Cross-posted from a14y.dev

Summary

Ship a markdown mirror and a real meta description first. Skip the agent-skills directory for now.

We took a14y.dev, toggled each of its 11 agent-readiness features on and off, and measured what each one is worth to an AI agent doing a real retrieval task. For Claude, the full discovery layer cuts token use about 47%, and a markdown mirror alone does most of that. But the features do not simply add up: some substitute for each other, one (the agent-skills directory) actively makes things worse, and a judge re-grade found the answers stayed exactly as accurate. The features make the agent faster and more efficient, not smarter. We ran the same probe through Codex and Cursor too, but only Claude’s runs were cleanly instrumented enough to quantify, which is a finding in itself (more on that below).

Metric Result
Full layer (Claude) −47% tokens
Best single feature −48.6% (md-mirrors)
Answer quality flat, ~75/100 across all variants

The question

The a14y scorecard rewards a long list of agent-readiness features. A fair question for any site owner with finite time: which of them actually pay off, and do they stack or just overlap? So we ablated them. Starting from a stripped site, we added each feature alone to see what it buys (call it sparse). Then, starting from a fully featured site, we removed each feature one at a time to see what it costs (dense). The gap between those two numbers is where the interesting behavior lives.
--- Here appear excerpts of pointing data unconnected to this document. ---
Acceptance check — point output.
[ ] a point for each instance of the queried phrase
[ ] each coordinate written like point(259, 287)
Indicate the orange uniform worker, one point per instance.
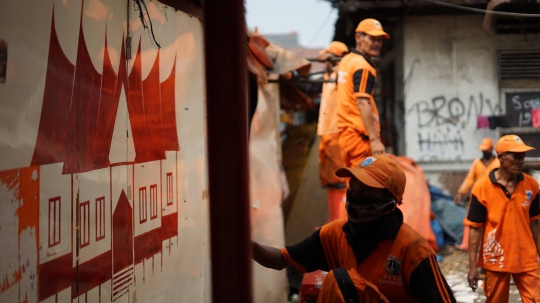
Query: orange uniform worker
point(479, 168)
point(330, 158)
point(504, 222)
point(359, 128)
point(347, 286)
point(373, 240)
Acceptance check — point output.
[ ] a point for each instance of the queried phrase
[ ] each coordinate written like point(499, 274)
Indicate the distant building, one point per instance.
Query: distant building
point(446, 72)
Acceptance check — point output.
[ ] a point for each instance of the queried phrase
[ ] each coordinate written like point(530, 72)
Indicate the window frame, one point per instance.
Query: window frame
point(100, 218)
point(56, 222)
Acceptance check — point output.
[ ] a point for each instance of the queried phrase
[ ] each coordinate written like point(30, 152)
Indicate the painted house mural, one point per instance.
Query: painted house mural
point(94, 214)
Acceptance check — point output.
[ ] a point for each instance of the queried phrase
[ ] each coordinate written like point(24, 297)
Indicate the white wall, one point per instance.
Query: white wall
point(26, 27)
point(450, 71)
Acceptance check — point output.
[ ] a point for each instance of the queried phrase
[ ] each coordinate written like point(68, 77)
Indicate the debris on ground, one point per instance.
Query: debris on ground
point(455, 267)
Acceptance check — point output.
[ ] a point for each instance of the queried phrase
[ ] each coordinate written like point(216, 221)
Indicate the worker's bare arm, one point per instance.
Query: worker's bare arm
point(268, 256)
point(535, 229)
point(377, 148)
point(475, 235)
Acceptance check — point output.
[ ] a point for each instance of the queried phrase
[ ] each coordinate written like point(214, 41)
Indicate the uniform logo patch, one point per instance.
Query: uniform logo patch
point(368, 161)
point(342, 77)
point(528, 195)
point(393, 265)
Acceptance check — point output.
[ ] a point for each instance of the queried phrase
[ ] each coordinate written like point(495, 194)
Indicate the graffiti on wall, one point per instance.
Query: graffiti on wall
point(442, 124)
point(60, 243)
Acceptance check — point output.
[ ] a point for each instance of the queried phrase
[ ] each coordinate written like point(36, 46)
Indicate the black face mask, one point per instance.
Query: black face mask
point(362, 211)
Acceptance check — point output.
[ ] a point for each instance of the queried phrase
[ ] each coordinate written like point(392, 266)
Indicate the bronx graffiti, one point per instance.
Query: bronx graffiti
point(443, 127)
point(452, 111)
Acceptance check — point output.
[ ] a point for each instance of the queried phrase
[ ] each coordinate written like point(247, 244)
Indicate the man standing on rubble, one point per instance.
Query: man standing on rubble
point(479, 168)
point(504, 222)
point(359, 129)
point(372, 249)
point(330, 158)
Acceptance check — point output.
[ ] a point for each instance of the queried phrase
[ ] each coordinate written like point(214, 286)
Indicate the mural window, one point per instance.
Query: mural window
point(54, 221)
point(153, 201)
point(100, 218)
point(169, 189)
point(85, 223)
point(143, 206)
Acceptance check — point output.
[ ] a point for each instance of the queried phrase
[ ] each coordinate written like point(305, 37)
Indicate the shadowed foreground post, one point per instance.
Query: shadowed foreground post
point(226, 94)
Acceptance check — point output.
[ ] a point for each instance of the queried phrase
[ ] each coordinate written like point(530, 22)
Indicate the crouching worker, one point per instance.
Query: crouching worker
point(372, 242)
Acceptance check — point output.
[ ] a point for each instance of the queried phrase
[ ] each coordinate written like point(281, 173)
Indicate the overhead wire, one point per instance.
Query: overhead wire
point(479, 10)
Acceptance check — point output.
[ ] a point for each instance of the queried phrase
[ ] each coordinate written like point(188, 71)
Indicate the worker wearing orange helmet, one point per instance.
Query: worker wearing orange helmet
point(330, 158)
point(359, 127)
point(504, 225)
point(372, 243)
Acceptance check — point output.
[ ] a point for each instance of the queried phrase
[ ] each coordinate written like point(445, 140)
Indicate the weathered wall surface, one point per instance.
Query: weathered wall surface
point(103, 185)
point(450, 71)
point(450, 76)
One caveat belongs up front, not in a footnote: this is a black box, and it is moving fast. None of these signals is a ratified web standard. llms.txt, for instance, is a good idea, not a spec, and it does not look like most agents go hunting for it on their own. But if an agent does encounter it, because you linked it, referenced it in robots.txt, or told the agent to look, it can help a lot. So read these results as a snapshot of how today’s agents behave with today’s signals, not as laws of nature. They will shift as the agents do.

Methodology

A focused retrieval probe run against 24 builds of the same site, each exposing a different subset of a14y’s features, across three coding agents.

Field Value
Probe 5 fact-retrieval questions about a14y.dev (a scorecard version, specific check IDs, a threshold). The site’s discovery structure decides how much the agent has to crawl to answer.
Features 11 toggles: llms-txt, robots-txt, sitemap-xml, sitemap-md, agents-md, agent-skills, md-mirrors, canonical-link, meta-description, og-tags, json-ld
Variants baseline (all off), only-X (each feature alone), all-except-X (each removed from full), and all = 24 builds
Sparse vs dense Sparse = only-X vs baseline (what a feature buys from zero). Dense = all-except-X vs all (what removing it costs from a full site).
Runs 24 variants × 3 repeats = 72 runs
Agents Claude Code, Codex CLI, Cursor, and Gemini. Only Claude is reported (see Why this is Claude only).
Metrics Tokens per run (efficiency) and a judge re-grade of answer quality against canonical answers (effectiveness)
Date June 4, 2026

The matrix below is Claude. We also ran Codex and Cursor, but only Claude’s runs could be cleanly tied to the build we served, so every number on this page is Claude’s. The “Why this is Claude only” section explains what went wrong with the other two.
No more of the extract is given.